Ce n'est pas la première fois. Le 3 février 2020, Saint-Gobain finalisait l'achat de l'Américain Continental Building Products (CBP), acteur majeur du plâtre outre-Atlantique, pour 1,287 milliard d'euros. Objectif : faire de ce matériau de construction le premier métier industriel de l'entreprise tricolore dans un pays qui constitue le deuxième marché du groupe derrière la France.

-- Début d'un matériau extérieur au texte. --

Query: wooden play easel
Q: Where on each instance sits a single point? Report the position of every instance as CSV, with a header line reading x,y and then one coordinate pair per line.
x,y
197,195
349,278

En s'offrant désormais Chryso, entreprise française autoproclamée « leader mondial de la chimie de la construction », pour 1,02 milliard d'euros, Saint-Gobain entend « compléter son portefeuille dans la construction durable [en] alignement parfait avec la position stratégique du groupe », a déclaré Benoît Bazin, cité par l'AFP, lors d'une conférence téléphonique, espérant un chiffre d'affaires combiné de plus de 3 milliards d'euros.